Abp Stanisław Budzik, przewodniczący Kościelnej Komisji Konkordatowej, mówił tuż po spotkaniu, że obie strony zgodziły się, że zastąpienie Funduszu Kościelnego możliwością odpisu od podatku na rzecz Kościoła może nastąpić tylko na drodze wyznaczonej przez konkordat. To wydawało się poważnym ustaleniem, tym bardziej że premier Donald Tusk nie wykluczył, że z powodu braku porozumienia z Kościołem w sprawie wysokości odpisu rząd rozważy oddanie decyzji w tej sprawie wprost Sejmowi. W odpowiedzi Kościół przypominał, że taki tryb, czyli bez poprzedzenia projektu ustawy dwustronną umową, byłby niezgodny z konstytucją oraz konkordatem, i zapowiedział, że w takim wypadku odda sprawę do Trybunału Konstytucyjnego. Na horyzoncie rysował się więc nowy poważny konflikt.
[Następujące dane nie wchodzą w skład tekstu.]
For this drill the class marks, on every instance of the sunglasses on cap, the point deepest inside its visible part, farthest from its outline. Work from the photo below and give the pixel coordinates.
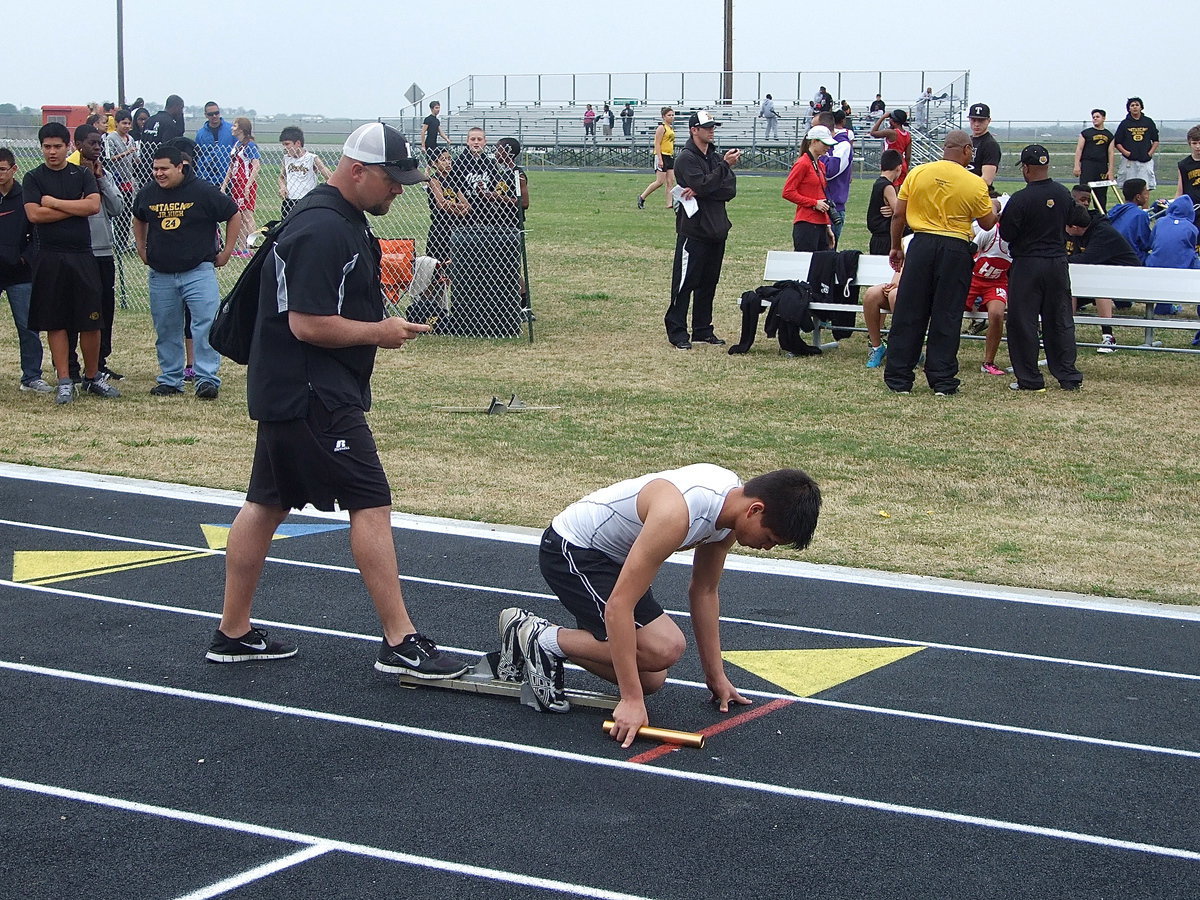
(402, 165)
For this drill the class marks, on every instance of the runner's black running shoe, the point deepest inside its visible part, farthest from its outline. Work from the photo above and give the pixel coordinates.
(251, 646)
(419, 657)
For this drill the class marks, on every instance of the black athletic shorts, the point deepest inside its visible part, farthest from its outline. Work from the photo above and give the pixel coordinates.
(66, 293)
(583, 581)
(327, 459)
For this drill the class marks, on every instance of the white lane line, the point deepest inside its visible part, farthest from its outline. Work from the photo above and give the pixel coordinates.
(679, 682)
(958, 648)
(619, 765)
(515, 534)
(682, 613)
(259, 871)
(327, 844)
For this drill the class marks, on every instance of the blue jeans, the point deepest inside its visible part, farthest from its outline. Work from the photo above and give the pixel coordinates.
(169, 292)
(30, 343)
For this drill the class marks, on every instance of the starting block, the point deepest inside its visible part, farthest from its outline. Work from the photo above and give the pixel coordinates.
(481, 679)
(497, 407)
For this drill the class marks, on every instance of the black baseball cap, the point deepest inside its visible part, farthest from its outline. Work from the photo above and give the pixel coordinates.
(702, 119)
(1035, 155)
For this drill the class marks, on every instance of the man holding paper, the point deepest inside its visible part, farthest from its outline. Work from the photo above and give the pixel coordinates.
(705, 184)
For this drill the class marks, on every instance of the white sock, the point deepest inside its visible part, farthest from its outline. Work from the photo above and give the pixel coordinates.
(549, 641)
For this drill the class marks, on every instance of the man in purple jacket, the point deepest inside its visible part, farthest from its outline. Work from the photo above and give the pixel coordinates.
(839, 165)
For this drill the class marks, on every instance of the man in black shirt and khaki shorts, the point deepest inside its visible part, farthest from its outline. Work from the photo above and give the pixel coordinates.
(321, 321)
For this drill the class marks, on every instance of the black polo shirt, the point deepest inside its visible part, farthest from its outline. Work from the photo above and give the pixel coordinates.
(987, 153)
(1035, 220)
(71, 183)
(1189, 173)
(181, 222)
(325, 263)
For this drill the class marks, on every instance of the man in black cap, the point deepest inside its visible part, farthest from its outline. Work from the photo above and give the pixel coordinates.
(321, 321)
(166, 125)
(985, 160)
(1035, 225)
(708, 183)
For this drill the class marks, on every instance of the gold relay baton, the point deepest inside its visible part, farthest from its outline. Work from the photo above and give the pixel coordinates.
(667, 736)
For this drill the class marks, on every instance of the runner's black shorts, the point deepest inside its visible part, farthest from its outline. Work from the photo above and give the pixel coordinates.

Skoro strony zgodziły się w piątek, że będą działać zgodnie z konkordatem, to wydawać się mogło, że będą pracować nad dwustronną umową, czego wymaga ten dokument. Abp Budzik mówił więc dziennikarzom, iż w rządowo-kościelnej umowie zostanie określone wszystko to, co najważniejsze: wysokość odpisu od podatku na rzecz Kościoła, długość okresu przejściowego, sposoby księgowania i rozliczania odpisu itd. Ale po informacji na stronie Ministerstwa Administracji i Cyfryzacji wydaje się, że minister Michał Boni, odpowiedzialny ze strony rządu za rozmowy o Funduszu, inaczej to widzi. Podczas rozmów minister zaproponował przygotowanie nie porozumienia, ale noty obustronnej. Rozbieżność nie dotyczy tylko nazwy. Z zapisów proponowanej noty, która pojawiła się na stronie MAC, wynika, że nie zakończy negocjacji, ale podsumuje ich pewien etap. Ma być – jak zapowiada minister Boni – „prostą drogą do wypracowania porozumienia ramowego". Jest to więc powrót do starego pomysłu odrzuconego przez Kościół: określenie widełek odpisu (od 0,3 do 1 proc.) z oddaniem decyzji Sejmowi. Nie można odrzucić też myśli, że rząd chce w ten sposób „obejść" Kościół. Tym bardziej że rząd nie godzi się na najmniejsze odstępstwo od 0,3 proc. Traktując notę jak porozumienie, rząd może chcieć przygotować na jej podstawie projekt ustawy. Nie wiadomo, jak w takiej sytuacji zachowałby się Sejm, ale przed Trybunałem Konstytucyjnym Kościołowi trudniej byłoby wykazać, że na nic takiego się nie godził.

Jeżeli nie można dojść do porozumienia, to może lepiej zostawić Fundusz Kościelny?